2000 systems x 7 days x 24 hours   =  336,000 total hours of runtime
336,000 hours - 1.5 hours downtime =  335,998.5 hours of uptime
335,998.5 / 336,000                =  99.9996% uptime

That is great, at least that is what EMC wants you to think. I look at this and understand something totally different. According to this guy, as of the beginning of 2009 there were 300,000 Clariion’s sold- not 2000. That is two orders of magnitude different meaning:

300,000 systems x 7 days x 24 hours   =  50,400,000 total hours of runtime
336,000 hours - 504 hours downtime    =  50,399,496 hours of uptime
50,399,496 / 50,400,000               =  99.999% uptime

Granted, that is a lot of uptime but 504 hours of downtime is still 21 full days of downtime for someone. If it were possible for 21 full days of downtime to fit in one week, they could all be yours and EMC would still be able to claim 99.999% availability according to their calculations. By the same token, 3 EMC customers each week could theoretically have no availability the entire week and one of those customers could be me.

Since storage failures can cause soo many complications, I figure it is much more likely that EMC downtime comes in days as opposed to minutes or hours. Either way, Five Nines is lost in the scale of things in this case as well.

Content Delivery Networks provide another availability vs scale problem. Akamai announced record breaking amounts of traffic on their network in January 2009. They passed 2 terabits and 12,000,000 requests per second. (I don’t use Akamai but I think it is amazing that they delivered over 2 terabits/second of traffic). With that level of traffic, even if Akamai would provide a 99.999% availability SLA, they could have had 120 failed requests per second, 7200 failed requests per minute, etc.

Sometimes complaints relating to our CDN cross my desk and while I have no idea how much traffic our CDN handles world wide, I know that we can easily send it 20,000,000 requests per day. Assuming 99.999% availability, I expect (learning from Google) to have 200 failed requests per day. Knowing IT as I do, I also expect that all 200 failed requests will be in the same country -probably an issue with one of their cache servers which due to GTM will primarily affect people directed to that server, etc. Unfortunately, the issue of scale is lost on our partners who didn’t get their content.

Availability is not the only case where scale is forgotten. I was recently asked to help debug the performance of an application server which could handle a large amount of requests per second when queried directly but only handled 80% of the requests per second when sitting behind a load balancer.

Of course we started by trying to find a reason why the load balancer would be causing a 20% performance hit.
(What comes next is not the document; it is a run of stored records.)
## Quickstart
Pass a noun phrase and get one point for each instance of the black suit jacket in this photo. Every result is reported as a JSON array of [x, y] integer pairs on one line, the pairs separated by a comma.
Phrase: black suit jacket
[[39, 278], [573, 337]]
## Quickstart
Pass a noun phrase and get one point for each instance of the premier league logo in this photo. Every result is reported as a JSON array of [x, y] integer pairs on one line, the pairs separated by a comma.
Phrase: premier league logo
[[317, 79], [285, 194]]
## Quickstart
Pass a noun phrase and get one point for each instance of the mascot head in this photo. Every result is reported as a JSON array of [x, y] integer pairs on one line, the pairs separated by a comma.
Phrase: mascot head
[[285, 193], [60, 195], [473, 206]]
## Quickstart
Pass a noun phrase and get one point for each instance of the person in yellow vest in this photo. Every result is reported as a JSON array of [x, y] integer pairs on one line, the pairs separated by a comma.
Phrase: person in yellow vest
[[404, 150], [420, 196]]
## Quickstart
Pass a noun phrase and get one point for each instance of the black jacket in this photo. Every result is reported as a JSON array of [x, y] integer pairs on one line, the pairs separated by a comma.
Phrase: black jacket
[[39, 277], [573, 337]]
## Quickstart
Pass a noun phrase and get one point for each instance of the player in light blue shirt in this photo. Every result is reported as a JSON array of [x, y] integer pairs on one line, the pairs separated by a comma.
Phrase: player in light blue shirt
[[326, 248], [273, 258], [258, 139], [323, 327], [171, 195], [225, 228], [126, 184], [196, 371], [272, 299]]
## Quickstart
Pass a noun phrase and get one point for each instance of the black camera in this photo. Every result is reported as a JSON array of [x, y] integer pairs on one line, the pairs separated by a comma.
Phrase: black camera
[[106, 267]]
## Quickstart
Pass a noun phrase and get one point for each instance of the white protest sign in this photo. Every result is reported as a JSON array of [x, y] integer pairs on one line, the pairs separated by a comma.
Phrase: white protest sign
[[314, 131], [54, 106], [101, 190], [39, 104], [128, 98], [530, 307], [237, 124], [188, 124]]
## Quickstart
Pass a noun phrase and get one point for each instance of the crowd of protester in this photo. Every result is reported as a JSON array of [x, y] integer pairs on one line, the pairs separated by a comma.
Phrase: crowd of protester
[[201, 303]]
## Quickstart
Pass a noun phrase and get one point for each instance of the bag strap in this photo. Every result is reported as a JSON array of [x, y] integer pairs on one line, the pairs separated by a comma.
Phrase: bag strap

After deep investigation the answer I found (not necessarily the correct answer) was that all the load balancing configurations were correct and on average having the load balancer in the path added 1 millisecond to the response time of each request. Unfortunately the response time without the load balancer was an average of 4 milliseconds, so the additional 1 millisecond reduced the overal performance by 20%.

In short, everything is relative and 99.999% isn’t good enough.